Em Goiás, a primeira etapa de 2026 ocorre entre 1º e 31 de maio, conforme cronograma da Agência Goiana de Defesa Agropecuária. O procedimento é obrigatório e exige que o produtor informe a situação atualizada dos animais na propriedade, incluindo nascimentos, mortes e movimentações.

A exigência, no entanto, não é isolada. Estados como Rio Grande do Sul já realizam a declaração entre abril e junho, enquanto Paraná segue calendário semelhante. No Centro-Oeste, modelos semestrais também são adotados, com etapas distribuídas ao longo do ano, como ocorre em Mato Grosso do Sul. Já em Mato Grosso e Rondônia, a atualização costuma ocorrer no fim do ano, concentrada entre novembro e dezembro.

Apesar das diferenças de prazo, a lógica é a mesma em todo o país: manter um banco de dados atualizado sobre o rebanho nacional, permitindo resposta rápida a eventuais surtos sanitários e maior controle da movimentação animal.

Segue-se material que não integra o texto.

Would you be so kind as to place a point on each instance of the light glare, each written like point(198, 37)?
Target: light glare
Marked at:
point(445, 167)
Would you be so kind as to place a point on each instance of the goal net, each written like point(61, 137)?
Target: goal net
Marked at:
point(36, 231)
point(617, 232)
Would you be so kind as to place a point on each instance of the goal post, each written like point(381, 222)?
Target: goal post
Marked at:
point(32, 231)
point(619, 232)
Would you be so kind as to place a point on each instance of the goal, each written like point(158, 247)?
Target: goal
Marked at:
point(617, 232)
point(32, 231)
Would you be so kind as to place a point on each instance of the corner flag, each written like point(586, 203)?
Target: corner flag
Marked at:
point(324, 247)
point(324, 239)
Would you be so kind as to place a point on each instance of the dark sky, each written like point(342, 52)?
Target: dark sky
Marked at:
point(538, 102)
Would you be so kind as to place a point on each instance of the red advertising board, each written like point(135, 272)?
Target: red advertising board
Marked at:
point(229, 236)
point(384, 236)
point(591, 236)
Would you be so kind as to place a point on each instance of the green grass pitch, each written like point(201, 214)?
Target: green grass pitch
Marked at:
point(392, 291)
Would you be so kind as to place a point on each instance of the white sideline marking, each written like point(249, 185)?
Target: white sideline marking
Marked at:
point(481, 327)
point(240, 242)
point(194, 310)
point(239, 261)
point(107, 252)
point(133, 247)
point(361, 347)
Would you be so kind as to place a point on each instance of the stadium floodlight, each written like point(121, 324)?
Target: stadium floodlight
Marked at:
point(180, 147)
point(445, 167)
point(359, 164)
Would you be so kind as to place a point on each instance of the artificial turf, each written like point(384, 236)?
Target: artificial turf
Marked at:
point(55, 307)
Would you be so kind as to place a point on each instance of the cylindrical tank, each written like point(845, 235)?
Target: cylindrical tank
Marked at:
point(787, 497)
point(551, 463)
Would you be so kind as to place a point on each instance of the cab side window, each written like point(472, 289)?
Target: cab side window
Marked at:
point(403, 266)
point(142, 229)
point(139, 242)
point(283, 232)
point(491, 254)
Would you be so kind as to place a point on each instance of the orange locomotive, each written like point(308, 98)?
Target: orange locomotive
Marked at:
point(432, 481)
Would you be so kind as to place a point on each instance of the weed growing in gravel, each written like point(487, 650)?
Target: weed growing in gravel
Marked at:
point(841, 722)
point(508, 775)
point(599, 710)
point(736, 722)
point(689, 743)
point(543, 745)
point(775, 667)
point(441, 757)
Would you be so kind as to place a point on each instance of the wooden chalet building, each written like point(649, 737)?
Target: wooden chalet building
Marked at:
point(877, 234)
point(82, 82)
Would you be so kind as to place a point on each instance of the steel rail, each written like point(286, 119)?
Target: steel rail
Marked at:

Na prática, o produtor deve declarar todas as espécies existentes na propriedade — de bovinos e suínos a aves, equinos, ovinos, caprinos, abelhas e animais aquáticos — garantindo que o cadastro reflita a realidade atual da produção.

A medida ganhou ainda mais importância com o avanço do Brasil no status sanitário internacional, especialmente após a retirada gradual da vacinação contra febre aftosa em diversas regiões. Com menor margem para erro, a rastreabilidade e o controle do rebanho passaram a ser considerados essenciais para a manutenção de mercados e abertura de novos destinos para a carne brasileira.

Além da sanidade, os dados também são utilizados para orientar políticas públicas e planejamento do setor. Informações atualizadas permitem dimensionar com precisão o tamanho do rebanho, direcionar campanhas de controle de doenças e apoiar decisões comerciais.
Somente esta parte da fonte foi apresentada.